Rare mussel at the centre of Shropshire land row

South Shropshire | News | Published:

Members of a farming family have accused the Environment Agency of forcing them to give up land with no compensation – and fining them when they refused.

The row has broken out over steps taken by the government body to protect the rare fresh water pearl mussel, in the River Clun.

The agency ordered the Thomas family, of Bryndraenog Farm, near Clun, to fence off an acre of their land to keep their cattle away from the River Unk, which feeds into the River Clun.

The Environment Agency (EA) wants to keep the river from silting up with eroded soil and animal waste, which can kill the mussels.

But father and son Chris and David Thomas refused and were fined £13,000. They have now lodged an appeal.

Chris Thomas, 71, said: "If they think they're going to take this land off us to carry out their experiments, they've got another thing coming.

"They're asking for about £10,000 of land on the river side. They don't want it for 12 months, they want it for all time, and it's making land on the other side of the river inaccessible for us, too.

"If the EA wish to confiscate a farmer's land and put it permanently out of agricultural production to create the artificial habitat then they must pay the going rate for it," he said.

David Thomas pleaded guilty to not complying with the notice to put up a fence at the farm in Dutlas, on the banks of the River Unk. The move resulted in "polluting matter" from the cattle that could harm the mussels entering the water course, the EA said.
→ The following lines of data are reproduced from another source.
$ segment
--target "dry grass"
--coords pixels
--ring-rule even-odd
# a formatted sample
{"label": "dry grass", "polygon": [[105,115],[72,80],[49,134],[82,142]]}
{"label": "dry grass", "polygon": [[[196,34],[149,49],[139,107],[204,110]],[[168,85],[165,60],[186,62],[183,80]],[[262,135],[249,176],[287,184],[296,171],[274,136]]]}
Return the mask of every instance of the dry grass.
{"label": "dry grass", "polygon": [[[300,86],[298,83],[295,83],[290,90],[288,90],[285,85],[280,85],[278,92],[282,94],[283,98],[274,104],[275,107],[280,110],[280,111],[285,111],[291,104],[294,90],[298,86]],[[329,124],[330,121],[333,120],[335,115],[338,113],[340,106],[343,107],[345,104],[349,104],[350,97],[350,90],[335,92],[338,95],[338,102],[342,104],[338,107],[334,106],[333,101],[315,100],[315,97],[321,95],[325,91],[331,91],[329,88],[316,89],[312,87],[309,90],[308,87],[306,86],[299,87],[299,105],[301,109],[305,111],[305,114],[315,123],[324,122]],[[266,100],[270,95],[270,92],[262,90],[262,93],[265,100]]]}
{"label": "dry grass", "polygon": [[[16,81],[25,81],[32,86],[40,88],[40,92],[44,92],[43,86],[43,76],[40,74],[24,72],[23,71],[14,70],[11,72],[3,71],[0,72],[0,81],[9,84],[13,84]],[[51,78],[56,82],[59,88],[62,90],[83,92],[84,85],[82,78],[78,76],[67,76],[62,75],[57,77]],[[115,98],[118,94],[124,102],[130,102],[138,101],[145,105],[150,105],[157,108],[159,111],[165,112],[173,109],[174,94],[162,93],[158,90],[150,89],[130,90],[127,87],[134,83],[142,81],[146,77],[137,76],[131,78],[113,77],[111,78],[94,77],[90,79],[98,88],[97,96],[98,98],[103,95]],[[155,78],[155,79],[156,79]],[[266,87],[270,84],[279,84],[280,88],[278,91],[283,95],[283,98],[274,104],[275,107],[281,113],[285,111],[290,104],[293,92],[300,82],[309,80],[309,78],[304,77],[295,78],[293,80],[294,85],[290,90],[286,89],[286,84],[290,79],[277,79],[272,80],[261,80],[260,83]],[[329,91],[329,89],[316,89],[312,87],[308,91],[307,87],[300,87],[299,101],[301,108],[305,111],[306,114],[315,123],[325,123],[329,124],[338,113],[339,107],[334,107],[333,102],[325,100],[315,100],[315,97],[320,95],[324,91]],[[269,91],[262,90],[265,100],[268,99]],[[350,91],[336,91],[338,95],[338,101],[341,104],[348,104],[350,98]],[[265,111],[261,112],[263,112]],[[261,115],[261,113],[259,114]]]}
Chris Thomas said: "It's not as if we've got a factory here. There have been grazing animals on this land for 100 years, and that's all we've been doing. We know of other farmers who are also in the firing line on this matter. We need to stand together."

But a spokeswoman for the EA, said the River Clun is one of the few remaining sites where the pearl mussels can still be found, with failure to act to protect them putting them at risk of proceedings from the EU.

She said: "We have offered to install fencing at no cost to Mr Thomas to resolve the issue and advice on other potential solutions.

"The work was not carried out and after a year of negotiations the EA was left with no choice but to serve a Notice for the work and take court proceedings when he failed to comply."